Abstract: New online platforms are profoundly altering our social and economic interactions by empowering new marketplaces and new collective behavior at increasingly larger scales. Many of these platforms have developed organically, and are not optimally designed for their purpose; furthermore, they are reaching scales where theoretical modeling and operational optimization can have a significant impact.
In this talk, I will highlight two such disruptive technologies - (1) collaborative research, and (2) ride-sharing. In the first part, I will try to uncover the strategic motivations of agents involved in large multi-task research projects; our main finding here is that in a wide variety of settings, having `locally-fair' rewards, proportional to task-difficulty, also indirectly promotes information-sharing. In ride-sharing platforms, I will explore the value of fast timescale dynamic pricing - where prices change every minute, reacting to the instantaneous system state. I will argue that this may not be better than the optimal quasi-static price, but is much more robust to fluctuations in the system parameters. In both settings, the insights I present are reliant on new models we develop for reasoning about the operations of the platform, combining stochastic models for the platform dynamics with with game theoretic models of agent behavior.
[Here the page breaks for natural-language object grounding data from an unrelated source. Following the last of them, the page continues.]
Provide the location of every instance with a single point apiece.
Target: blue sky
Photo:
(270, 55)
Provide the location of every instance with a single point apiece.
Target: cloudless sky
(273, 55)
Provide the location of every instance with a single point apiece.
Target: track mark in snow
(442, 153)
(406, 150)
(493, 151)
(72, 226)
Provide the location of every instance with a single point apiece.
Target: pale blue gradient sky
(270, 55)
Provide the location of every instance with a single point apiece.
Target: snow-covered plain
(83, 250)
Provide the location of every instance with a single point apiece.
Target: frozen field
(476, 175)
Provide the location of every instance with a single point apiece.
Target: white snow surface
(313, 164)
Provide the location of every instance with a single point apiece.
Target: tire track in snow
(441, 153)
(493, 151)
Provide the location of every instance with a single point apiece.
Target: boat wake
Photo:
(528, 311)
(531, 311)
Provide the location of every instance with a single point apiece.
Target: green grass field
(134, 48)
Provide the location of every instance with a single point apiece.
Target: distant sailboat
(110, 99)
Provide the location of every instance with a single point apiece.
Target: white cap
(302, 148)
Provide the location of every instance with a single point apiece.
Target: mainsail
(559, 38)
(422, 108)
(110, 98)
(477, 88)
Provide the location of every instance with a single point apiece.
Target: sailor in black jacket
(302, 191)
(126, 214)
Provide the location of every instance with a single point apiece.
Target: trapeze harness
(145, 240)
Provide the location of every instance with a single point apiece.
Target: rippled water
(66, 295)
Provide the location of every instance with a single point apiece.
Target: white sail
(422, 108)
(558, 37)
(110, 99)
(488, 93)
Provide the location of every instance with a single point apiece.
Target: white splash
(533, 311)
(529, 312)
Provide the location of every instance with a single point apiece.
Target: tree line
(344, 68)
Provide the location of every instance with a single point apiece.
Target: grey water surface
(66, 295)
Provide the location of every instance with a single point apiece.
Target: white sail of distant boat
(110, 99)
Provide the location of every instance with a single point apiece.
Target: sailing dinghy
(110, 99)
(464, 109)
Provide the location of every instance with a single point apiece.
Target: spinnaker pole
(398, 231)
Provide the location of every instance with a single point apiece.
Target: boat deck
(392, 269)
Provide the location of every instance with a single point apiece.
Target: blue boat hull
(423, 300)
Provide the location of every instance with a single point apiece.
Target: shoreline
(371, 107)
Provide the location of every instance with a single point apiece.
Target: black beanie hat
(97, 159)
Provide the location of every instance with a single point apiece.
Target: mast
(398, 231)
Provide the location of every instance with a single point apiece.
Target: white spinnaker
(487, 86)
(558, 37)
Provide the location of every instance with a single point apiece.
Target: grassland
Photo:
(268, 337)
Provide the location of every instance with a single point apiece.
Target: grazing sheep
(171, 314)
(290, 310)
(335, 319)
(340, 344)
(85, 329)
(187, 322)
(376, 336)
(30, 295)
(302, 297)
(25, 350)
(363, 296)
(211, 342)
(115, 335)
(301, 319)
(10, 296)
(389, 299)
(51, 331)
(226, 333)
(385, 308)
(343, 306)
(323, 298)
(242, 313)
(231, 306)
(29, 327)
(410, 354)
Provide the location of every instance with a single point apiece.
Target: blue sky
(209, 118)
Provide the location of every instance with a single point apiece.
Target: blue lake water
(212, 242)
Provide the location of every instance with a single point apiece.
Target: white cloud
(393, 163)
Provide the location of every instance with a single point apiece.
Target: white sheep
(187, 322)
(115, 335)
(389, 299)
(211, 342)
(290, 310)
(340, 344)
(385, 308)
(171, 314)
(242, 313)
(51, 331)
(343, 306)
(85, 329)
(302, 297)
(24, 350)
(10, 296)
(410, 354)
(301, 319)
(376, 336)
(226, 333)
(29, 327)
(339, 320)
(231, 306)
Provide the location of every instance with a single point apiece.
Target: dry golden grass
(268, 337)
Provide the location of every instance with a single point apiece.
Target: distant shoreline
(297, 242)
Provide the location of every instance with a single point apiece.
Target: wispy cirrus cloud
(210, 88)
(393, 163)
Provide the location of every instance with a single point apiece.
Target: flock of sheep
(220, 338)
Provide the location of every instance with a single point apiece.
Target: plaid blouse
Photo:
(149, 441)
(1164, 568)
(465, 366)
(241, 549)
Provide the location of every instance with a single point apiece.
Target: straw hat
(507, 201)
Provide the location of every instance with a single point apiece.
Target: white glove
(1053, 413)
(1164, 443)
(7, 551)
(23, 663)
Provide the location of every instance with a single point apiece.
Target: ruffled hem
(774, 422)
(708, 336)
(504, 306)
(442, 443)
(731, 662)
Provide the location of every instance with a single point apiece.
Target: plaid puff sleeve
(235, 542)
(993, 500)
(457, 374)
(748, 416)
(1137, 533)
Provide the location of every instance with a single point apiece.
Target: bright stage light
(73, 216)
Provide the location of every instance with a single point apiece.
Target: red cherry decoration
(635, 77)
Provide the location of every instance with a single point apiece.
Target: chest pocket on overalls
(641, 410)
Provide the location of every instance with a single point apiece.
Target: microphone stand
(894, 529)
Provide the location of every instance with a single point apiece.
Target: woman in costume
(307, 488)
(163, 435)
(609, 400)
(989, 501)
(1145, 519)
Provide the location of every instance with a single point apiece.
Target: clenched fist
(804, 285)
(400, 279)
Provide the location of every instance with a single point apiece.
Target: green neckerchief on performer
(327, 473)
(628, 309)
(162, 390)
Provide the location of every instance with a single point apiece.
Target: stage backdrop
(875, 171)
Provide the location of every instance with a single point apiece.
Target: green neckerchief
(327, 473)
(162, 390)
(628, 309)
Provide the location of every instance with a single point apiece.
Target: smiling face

Joint work with Ashish Goel, Ramesh Johari, Anilesh Krishnaswamy, Carlos Riquelme and the Data Science team at Lyft.
Bio: Sid Banerjee is a postdoctoral researcher in the Department of Management Science and Engineering at Stanford. He received a PhD in Electrical and Computer Engineering from the University of Texas at Austin in 2013. He is interested in stochastic modeling and the design of algorithms and incentives for large-scale settings, with applications in matching markets, social computing, and socio-economic and communications networks.